After running this, you should see a list of dataset names along with their file paths. Each key in the file_paths dictionary is a dataset name (based on the file name without extension), and each value is the full path to the corresponding .rda file.

Step 2: Loading a Specific Dataset

Now that we have the paths, we can use load_archdata to load a specific dataset. Choose one of the dataset names from the output above, then pass its file path to load_archdata.
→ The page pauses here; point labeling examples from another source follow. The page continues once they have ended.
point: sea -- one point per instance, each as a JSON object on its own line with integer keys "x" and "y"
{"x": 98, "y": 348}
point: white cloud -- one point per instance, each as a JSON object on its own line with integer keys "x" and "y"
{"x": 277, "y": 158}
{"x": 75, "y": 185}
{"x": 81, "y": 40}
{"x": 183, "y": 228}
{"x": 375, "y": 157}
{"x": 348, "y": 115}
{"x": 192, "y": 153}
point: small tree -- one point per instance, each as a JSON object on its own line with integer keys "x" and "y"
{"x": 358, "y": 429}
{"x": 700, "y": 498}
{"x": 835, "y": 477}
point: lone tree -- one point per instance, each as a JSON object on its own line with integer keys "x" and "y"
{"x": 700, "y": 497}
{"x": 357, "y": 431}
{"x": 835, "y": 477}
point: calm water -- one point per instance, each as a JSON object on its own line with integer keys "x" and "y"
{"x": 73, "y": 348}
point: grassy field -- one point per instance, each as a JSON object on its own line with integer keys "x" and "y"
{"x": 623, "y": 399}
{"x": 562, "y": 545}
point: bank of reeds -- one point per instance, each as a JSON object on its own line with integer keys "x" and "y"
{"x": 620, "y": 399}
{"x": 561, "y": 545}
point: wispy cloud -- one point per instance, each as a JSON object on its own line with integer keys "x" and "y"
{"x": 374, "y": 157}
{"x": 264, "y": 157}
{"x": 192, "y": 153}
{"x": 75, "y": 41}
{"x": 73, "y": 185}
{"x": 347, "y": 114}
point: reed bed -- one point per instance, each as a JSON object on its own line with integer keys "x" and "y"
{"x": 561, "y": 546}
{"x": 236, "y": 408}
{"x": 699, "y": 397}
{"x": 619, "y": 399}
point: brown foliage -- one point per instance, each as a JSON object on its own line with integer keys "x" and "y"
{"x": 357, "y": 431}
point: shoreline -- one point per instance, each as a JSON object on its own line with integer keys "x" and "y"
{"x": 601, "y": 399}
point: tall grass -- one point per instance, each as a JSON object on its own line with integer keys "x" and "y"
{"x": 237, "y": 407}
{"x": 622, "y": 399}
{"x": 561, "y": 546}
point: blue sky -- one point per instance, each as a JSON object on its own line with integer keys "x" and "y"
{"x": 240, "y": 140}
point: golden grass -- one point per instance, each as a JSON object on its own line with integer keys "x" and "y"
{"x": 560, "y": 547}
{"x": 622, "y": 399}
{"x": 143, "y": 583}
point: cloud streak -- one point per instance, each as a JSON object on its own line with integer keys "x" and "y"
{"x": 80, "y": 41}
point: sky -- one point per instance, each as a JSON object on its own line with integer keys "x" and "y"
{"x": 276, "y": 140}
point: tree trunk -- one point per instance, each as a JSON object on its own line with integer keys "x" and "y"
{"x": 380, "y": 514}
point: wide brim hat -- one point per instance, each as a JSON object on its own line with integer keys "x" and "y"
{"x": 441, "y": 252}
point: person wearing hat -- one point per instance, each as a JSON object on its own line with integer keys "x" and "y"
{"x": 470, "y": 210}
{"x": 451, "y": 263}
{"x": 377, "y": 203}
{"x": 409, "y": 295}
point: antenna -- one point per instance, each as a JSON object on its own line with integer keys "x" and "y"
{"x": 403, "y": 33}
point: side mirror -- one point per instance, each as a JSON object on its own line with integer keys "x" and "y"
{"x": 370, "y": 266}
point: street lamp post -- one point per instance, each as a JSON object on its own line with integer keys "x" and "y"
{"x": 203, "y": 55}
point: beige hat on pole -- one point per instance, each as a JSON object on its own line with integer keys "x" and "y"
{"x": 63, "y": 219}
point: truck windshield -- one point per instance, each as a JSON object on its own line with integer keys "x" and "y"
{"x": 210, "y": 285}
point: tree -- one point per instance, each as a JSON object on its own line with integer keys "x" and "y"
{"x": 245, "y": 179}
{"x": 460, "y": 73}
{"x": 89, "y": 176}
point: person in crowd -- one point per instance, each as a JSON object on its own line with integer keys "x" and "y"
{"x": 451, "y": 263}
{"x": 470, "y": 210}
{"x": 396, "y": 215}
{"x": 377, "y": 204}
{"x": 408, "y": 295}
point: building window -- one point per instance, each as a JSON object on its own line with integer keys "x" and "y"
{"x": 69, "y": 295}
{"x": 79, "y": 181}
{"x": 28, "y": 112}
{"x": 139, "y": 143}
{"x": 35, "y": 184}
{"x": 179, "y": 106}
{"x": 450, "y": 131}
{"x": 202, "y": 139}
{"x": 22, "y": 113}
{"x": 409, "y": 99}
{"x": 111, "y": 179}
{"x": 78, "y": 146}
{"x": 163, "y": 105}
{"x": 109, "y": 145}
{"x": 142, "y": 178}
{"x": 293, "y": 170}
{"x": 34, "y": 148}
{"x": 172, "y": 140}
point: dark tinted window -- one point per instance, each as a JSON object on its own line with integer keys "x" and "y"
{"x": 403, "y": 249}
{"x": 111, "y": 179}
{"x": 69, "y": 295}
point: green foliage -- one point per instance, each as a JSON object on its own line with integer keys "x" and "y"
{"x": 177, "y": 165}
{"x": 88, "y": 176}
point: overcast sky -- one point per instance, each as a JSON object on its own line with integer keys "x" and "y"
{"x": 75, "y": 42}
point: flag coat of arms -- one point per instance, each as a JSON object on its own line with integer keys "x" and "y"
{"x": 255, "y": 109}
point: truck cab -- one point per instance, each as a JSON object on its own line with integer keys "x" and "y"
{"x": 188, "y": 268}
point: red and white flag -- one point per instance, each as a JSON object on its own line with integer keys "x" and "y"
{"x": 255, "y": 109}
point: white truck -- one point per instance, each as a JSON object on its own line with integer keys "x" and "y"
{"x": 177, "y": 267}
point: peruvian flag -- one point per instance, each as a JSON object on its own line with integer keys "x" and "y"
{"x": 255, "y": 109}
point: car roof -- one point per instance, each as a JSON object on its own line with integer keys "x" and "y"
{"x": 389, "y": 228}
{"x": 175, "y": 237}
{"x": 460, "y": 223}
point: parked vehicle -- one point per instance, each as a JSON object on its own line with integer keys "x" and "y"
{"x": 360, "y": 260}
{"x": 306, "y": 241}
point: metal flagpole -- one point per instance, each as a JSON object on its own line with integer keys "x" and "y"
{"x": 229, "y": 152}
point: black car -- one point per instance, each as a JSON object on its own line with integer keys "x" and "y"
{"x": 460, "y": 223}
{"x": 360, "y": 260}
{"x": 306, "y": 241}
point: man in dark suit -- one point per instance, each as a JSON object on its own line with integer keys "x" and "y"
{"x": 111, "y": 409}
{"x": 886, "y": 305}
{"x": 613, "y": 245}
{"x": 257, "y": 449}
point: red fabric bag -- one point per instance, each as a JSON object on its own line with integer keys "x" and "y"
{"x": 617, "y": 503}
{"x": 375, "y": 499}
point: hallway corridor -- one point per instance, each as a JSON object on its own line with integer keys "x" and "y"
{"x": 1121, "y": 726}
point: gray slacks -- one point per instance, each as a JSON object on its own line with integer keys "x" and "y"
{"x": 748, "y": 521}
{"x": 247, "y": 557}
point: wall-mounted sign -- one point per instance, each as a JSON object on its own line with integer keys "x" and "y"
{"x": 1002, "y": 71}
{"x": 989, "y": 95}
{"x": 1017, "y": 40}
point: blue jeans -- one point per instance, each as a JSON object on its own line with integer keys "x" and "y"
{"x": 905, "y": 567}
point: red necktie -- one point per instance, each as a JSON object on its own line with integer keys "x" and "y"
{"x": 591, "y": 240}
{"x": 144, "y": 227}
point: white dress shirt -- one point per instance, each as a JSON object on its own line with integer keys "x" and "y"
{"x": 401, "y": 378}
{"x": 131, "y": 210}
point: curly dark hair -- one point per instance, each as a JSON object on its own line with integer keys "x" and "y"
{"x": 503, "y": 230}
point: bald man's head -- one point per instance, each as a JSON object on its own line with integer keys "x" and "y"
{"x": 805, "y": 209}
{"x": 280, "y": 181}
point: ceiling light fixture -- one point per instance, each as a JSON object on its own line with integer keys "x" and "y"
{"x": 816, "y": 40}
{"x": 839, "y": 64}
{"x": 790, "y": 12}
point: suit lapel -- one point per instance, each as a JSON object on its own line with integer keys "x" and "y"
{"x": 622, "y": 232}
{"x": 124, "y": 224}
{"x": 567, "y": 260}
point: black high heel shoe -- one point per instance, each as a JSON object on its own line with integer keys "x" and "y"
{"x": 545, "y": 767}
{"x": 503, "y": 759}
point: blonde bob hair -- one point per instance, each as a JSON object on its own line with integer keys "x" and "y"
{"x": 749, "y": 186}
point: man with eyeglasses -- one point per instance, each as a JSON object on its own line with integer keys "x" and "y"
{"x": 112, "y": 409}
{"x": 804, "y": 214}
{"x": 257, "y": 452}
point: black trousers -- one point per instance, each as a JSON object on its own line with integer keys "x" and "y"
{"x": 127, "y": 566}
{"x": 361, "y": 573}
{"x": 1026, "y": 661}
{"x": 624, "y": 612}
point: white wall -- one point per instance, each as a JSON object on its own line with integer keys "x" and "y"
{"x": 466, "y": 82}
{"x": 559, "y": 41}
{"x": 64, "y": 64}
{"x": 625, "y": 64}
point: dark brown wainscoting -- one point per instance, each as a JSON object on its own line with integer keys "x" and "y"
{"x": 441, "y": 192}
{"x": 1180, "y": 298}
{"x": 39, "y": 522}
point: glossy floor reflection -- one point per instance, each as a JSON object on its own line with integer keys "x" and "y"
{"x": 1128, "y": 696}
This function will load the contents of the .rda file and return a dictionary of objects.

[3]:
# Choose a dataset to load (replace 'YourDatasetName' with an actual dataset name from file_paths keys)
dataset_name = 'Acheulean'  # e.g., "MesaVerde"
data = load_archdata(file_paths[dataset_name])

# Inspect the loaded data
print(f"Contents of the dataset '{dataset_name}':")
for obj_name, obj_value in data.items():
    print(f"Object name: {obj_name}, Object type: {type(obj_value)}")
Contents of the dataset 'Acheulean':
Object name: Acheulean, Object type: <class 'pandas.core.frame.DataFrame'>

For datasets that are simple tables or dataframes, we can immediately see them in the notebook by referencing the appropriate key in the dictionary returned by the underlying call to pyreadr:

[4]:
data[dataset_name]
[4]:
Lat Long HA CL KN FS D CS P CH SP OLT SS OST
rownames
Olorgesailie -1.58 36.45 197 96 58 17 5 11 3 32 52 6 213 218
Isimila -7.90 35.61 246 208 30 28 6 30 16 62 17 15 98 64
Kalambo Falls -8.60 31.24 337 264 59 96 8 124 18 69 6 17 303 48
Lochard -19.92 29.02 45 13 3 2 12 1 0 32 3 8 46 22
Kariandusi -0.45 36.26 132 56 47 23 3 5 7 6 5 8 17 25
Broken Hill -14.43 28.45 1 8 1 1 0 1 0 4 25 0 35 18
Nsongezi -1.03 30.78 15 19 2 9 1 28 1 19 0 10 17 70

And, that’s it! Time to analyze the data you downloaded.